DevOps vs MLOps what are the differences? and what does Ops mean?



DevOps and MLOps are some of the buzzwords in the tech industry that we have heard a lot recently. However, some might still not clearly understand what they are, and what does the abbreviation 'Ops' mean?


Developing state-of-the-art technologies in the fast-moving world with various competitors in this modern day. Delivering at speed is necessary, while at the same time, the stability and reliability of applications can not be overlooked.


With the requirement of both velocity and stability, new kinds of working practices were created for both software development and model development called DevOps and MLOps, which we will take you through today.


Sertis would like to introduce you to DevOps and MLOps to see what they are and how innovative and efficient these practices are.


What are Dev, ML, and Ops

The practices of DevOps and MLOps are the combination of different teams. 'Dev' is shortened from 'Developer', 'ML' from 'Machine Learning ', and 'Ops' from 'Operations'. These three abbreviations represent different roles and responsibilities.
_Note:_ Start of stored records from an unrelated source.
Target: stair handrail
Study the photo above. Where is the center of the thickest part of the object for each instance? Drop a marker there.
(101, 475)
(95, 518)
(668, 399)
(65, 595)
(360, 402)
Combining them creates a new set of practices that integrate their working process.


  • What is Dev?

Dev is shortened from the developers in the software development team. They are responsible for creating and customizing software applications for organizations and businesses to facilitate operations and increase productivity using automated software programs.


  • What is ML?

ML is shortened from a machine learning team, which is responsible for building a machine learning model to automatically analyze big data to find insight that is essential for making business decisions and improving business operations.


  • What is Ops?

Ops is shortened from the operations team, which is part of the software development team. This team focuses on ensuring the stability, reliability, and deployment of the software applications.



What is DevOps?

DevOps is a set of practices that combine the tasks of developers and the operations team that were once siloed in one feedback loop. The cycle includes software development, software testing, and software deployment. We loop through all the tasks until we get the best applications.


Traditionally, the developer team focused on delivering the applications to clients at speed. They were responsible for developing and testing the software. The operations would take care of ensuring the stability and practicality of the application. With their different focuses, the process might not be streamlined. The developer team focused on speed while the operations team focused on stability, which takes a much longer time before delivering to clients. If we wanted one, we needed to sacrifice another.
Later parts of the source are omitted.